I would rather optimization 'alpha' be extracted through principled approaches like enabling the use of "restrict" on &mut pointers.

Unstable compilers

Posted Sep 26, 2024 20:04 UTC (Thu) by ralfj (subscriber, #172874) [Link]

> In Rust, undefined behaviour is viewed as a bug in the language (or as "you can only do that in an unsafe block") as far as I can tell. Completely diametric views on UB.

Yes -- mostly the latter. I think Undefined Behavior is a great tool for language designers; they can use it to enable powerusers to get the compiler to do things you'd never (well, not practically) get it to do without. But it is the language designer's responsibility to yield this tool with care.

A more lengthy discussion of this point is in my blog: https://www.ralfj.de/blog/2021/11/18/ub-good-idea.html

In C, things can be UB either because the standard says they are UB, or because the standard is entirely silent about that case. The latter is considered a spec bug in Rust, it is not acceptable for us to have things be "implicitly" UB. The former still happens, but we are doing our best to describe those cases as unambiguously as possible. Rust doesn't have a spec yet, so we still have a lot of work ahead of us, but Miri [1] helps a lot: if we understand our UB rules well enough to wire them into a tool that can automatically test for UB, that's a great first step towards an unambiguous specification! I think something like Miri would be nearly impossible to do for C, since the standard is just not sufficiently clear about many corner cases.

[1]: https://github.com/rust-lang/miri/

Unstable compilers

Posted Sep 25, 2024 17:56 UTC (Wed) by ballombe (subscriber, #9523) [Link] (1 responses)

> You could (especially as you approach the modern era) still often *compile* with whatever GCC (and sometimes CLANG) version so long as it was above some horribly old bare minimum, but it was not uncommon to have subtle miscompilations in more esoteric drivers, or flat out some drivers not compiling, etc.

Because all rust compilers are guaranteed to be bug-free ?

Unstable compilers

Posted Sep 25, 2024 18:29 UTC (Wed) by admalledd (subscriber, #95347) [Link]

Certainly not, but the stability of `rustc` is often much higher than many give it credit for, and that Rust gives much better ABI(*)/linking guarantees. It is often not plausible to use a different GCC version from what compiled the kernel to compile custom modules for example. Rust can provide much stronger guarantees here by default, though as mentioned in the article there is in-kernel work to be done for the module symbol naming/linking.

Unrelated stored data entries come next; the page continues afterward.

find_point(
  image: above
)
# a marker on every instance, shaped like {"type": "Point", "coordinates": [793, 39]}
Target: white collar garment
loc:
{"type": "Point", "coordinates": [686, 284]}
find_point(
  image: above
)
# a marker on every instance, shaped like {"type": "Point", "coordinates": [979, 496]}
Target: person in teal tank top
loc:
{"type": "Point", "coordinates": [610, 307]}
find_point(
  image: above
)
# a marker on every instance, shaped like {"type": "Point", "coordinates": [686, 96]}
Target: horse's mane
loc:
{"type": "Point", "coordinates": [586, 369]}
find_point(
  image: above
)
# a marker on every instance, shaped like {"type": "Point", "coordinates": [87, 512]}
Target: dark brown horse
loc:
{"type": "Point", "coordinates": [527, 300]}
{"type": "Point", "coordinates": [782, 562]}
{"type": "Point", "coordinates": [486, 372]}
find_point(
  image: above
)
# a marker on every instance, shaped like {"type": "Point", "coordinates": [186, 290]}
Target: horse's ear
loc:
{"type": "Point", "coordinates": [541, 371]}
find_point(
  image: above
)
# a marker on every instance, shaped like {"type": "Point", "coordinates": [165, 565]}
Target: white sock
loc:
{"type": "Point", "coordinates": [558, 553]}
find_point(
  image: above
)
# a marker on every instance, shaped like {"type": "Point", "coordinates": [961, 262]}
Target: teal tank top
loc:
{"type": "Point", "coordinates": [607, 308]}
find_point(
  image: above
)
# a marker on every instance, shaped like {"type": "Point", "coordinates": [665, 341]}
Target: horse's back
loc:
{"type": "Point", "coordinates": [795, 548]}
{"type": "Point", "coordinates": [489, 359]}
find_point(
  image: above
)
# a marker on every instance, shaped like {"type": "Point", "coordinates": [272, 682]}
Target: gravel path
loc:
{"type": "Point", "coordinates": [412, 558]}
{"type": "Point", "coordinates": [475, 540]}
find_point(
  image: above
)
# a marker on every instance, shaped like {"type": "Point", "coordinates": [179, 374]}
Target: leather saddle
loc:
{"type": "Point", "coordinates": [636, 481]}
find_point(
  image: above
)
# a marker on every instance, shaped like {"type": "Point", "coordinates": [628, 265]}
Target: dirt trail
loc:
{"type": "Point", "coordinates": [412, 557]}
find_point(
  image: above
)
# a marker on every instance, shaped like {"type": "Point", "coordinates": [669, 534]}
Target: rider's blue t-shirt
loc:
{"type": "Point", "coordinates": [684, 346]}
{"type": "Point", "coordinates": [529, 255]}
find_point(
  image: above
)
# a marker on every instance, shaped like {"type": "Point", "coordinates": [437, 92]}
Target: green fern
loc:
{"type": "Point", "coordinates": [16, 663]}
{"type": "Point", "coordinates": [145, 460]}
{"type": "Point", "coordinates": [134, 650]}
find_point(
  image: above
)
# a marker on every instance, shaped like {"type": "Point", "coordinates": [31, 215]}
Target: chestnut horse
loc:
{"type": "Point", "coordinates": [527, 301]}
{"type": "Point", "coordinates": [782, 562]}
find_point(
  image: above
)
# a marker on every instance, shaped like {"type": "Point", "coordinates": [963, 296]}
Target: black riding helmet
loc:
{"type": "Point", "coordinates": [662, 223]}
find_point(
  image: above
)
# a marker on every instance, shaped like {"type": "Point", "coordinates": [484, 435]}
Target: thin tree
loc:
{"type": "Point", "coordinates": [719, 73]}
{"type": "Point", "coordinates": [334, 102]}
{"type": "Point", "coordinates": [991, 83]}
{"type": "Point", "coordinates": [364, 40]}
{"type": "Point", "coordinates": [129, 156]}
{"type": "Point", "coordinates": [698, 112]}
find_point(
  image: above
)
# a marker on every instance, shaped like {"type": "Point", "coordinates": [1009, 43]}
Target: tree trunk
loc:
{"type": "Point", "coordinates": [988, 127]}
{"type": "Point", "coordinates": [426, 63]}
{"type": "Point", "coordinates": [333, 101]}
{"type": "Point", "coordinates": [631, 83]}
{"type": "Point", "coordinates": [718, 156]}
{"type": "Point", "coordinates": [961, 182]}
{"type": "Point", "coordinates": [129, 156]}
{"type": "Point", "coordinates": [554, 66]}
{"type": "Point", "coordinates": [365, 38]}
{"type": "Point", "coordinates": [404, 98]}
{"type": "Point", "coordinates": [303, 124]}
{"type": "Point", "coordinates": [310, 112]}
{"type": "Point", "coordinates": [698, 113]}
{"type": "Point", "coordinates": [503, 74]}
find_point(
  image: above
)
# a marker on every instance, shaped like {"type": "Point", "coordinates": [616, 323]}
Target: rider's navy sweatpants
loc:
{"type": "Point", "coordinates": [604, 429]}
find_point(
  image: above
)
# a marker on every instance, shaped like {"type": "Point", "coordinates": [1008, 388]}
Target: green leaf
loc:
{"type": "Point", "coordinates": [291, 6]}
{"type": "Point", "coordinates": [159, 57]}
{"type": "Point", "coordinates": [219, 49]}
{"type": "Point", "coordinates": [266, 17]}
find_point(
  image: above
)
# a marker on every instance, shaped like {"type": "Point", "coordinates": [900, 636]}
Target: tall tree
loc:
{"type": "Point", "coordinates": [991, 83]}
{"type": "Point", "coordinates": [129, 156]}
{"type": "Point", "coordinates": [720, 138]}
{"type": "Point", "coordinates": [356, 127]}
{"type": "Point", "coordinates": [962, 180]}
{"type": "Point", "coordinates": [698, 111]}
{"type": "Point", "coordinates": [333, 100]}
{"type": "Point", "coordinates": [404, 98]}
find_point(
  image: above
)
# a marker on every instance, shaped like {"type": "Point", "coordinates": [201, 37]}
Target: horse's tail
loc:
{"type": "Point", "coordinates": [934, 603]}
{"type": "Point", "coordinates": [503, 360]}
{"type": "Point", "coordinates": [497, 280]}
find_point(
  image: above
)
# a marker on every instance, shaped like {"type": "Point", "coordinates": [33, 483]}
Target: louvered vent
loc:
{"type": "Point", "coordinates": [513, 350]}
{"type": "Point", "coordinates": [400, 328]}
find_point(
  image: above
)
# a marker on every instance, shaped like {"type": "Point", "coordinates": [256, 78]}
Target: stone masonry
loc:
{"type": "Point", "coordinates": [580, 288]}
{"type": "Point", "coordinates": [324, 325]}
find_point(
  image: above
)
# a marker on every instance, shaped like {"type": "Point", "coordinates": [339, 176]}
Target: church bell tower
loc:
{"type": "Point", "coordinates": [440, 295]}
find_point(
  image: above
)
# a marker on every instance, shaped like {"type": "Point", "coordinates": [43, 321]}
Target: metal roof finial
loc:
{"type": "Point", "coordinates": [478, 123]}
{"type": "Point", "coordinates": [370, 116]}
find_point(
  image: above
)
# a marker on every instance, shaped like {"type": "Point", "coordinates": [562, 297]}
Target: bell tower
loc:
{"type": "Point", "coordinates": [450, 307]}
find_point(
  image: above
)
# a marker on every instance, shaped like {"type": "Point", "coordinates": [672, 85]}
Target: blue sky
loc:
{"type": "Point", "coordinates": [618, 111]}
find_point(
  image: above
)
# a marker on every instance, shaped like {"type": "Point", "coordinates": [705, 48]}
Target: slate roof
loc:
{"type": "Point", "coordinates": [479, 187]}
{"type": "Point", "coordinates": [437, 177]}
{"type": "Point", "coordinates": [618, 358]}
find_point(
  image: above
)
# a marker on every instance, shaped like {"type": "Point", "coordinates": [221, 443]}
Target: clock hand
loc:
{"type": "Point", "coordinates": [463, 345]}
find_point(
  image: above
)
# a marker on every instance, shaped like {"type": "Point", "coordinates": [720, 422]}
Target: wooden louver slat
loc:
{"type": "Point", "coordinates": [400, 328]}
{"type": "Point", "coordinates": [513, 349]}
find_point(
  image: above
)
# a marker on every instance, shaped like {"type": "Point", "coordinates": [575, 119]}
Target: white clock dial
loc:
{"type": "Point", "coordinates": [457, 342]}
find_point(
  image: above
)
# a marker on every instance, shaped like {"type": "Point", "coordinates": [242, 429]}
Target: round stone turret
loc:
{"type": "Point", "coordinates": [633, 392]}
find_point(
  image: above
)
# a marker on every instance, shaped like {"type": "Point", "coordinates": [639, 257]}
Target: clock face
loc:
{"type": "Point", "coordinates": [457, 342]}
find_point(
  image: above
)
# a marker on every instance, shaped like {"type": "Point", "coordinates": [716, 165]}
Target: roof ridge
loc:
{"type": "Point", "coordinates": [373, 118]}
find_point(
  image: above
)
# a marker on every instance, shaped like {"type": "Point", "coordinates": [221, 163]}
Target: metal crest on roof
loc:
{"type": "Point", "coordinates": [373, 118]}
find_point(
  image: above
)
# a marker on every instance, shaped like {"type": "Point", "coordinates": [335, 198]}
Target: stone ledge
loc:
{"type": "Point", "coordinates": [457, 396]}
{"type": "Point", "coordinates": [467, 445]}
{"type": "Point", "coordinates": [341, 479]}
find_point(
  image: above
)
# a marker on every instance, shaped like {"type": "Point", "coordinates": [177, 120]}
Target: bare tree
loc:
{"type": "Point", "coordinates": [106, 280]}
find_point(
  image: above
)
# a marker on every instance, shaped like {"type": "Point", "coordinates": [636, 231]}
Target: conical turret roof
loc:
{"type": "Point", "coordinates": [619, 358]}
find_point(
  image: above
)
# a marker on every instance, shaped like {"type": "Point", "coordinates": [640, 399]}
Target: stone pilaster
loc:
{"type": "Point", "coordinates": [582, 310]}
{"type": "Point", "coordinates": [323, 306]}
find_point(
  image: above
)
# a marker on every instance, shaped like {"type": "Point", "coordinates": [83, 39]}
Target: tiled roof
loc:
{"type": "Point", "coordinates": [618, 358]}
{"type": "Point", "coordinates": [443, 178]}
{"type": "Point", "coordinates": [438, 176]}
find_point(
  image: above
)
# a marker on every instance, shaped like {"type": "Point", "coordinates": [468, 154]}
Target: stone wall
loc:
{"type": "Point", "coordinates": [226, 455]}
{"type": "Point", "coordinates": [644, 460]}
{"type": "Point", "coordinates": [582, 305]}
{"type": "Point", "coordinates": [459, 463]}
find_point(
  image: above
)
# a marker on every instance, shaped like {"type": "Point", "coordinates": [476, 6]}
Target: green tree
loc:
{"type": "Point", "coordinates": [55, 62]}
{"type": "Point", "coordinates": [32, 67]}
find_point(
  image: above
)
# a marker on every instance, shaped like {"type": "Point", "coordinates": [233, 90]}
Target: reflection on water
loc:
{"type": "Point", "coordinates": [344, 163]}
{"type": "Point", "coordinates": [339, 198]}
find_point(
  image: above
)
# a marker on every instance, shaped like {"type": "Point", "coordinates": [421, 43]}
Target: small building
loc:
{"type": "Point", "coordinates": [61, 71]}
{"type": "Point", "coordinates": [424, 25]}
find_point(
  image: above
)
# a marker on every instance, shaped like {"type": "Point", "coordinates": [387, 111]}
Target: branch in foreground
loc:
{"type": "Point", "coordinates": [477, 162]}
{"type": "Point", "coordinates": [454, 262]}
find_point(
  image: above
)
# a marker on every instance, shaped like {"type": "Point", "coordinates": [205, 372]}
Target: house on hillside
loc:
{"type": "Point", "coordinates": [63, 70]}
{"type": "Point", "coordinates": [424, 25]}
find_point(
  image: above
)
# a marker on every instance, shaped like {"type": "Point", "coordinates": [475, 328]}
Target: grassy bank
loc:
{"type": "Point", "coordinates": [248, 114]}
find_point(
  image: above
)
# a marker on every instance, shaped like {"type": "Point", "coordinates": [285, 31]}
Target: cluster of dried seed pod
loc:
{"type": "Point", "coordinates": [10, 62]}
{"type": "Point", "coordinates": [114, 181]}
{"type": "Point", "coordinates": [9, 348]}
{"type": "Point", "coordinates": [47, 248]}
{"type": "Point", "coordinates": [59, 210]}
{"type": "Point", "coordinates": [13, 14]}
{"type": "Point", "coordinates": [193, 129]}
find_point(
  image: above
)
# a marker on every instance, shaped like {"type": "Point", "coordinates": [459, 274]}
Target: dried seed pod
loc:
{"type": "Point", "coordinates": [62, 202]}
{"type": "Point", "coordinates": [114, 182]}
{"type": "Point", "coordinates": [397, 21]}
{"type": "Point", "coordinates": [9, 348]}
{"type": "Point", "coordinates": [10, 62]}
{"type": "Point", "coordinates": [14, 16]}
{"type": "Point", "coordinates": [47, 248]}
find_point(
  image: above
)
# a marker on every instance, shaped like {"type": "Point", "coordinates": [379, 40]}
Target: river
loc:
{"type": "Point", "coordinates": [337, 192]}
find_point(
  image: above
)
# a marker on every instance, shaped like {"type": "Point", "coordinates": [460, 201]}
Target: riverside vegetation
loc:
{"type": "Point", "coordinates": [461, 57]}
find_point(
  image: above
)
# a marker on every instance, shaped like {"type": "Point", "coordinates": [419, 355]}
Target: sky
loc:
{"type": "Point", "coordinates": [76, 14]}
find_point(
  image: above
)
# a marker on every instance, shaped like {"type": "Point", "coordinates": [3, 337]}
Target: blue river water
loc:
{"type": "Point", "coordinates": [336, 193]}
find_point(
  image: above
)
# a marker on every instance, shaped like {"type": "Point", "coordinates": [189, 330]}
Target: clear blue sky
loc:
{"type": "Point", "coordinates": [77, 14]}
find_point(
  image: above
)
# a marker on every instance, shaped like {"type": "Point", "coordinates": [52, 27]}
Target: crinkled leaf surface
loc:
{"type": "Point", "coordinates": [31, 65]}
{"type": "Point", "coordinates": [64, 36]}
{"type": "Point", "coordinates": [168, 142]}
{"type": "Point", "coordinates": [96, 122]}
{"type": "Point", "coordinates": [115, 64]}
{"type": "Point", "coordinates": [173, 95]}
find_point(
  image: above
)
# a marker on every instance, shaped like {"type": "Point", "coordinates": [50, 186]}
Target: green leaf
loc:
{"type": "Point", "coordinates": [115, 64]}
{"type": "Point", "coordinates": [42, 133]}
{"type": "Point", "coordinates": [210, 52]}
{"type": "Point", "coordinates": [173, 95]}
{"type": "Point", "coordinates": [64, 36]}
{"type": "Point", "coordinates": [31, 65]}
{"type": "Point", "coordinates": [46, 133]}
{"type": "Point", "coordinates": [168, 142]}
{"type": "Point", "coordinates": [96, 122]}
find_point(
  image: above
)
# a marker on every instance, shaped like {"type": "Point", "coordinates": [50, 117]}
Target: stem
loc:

Rust in *most* cases will either halt compilation with an Error, and InternalCompilerError, or result in symbols that will fail at linking time instead of (used to be more) commonly "compiling" fine but crashing/failing at runtime or `insmod` time.

* Rust technically has no ABI, but you can expose/use one via various exports/macro things, commonly of course a "c-abi". This is mostly handled by `rust-bindgen` for automation with a dash of human control when required.

Unstable compilers

Posted Sep 25, 2024 12:47 UTC (Wed) by tialaramex (subscriber, #21167) [Link]

Take for example 128-bit integer support. Rust has 128-bit integers. Code to handle these e.g. formatting them for output as text - exists but in a typical Rust application which doesn't actually have any 128-bit integers the code for them never ends up in the resulting binary.

But, Linux currently just says nope, we'll take everything just in case, because a loadable module might use it. A few kilobytes of formatting for types we never use? Give me those too.

So for Stable Rust Linux would get a bunch of 128-bit integer formatting code it has no use for, on the off chance that somebody might some day write a loadable module which expects 128-bit integer formatting to work. In Rust for Linux they've instead just made this code conditional and switched off the condition, it won't compile in your loadable module and the kernel avoids a few kilobytes of "format 128-bit integers" code.

The push back from the Rust community is they're not interested in doing a bunch of extra work to help people who want all the symbols but then wish somebody else would do the work to slim it down for them, pick a lane. So the Rust for Linux change will never land in the stable Rust in this form.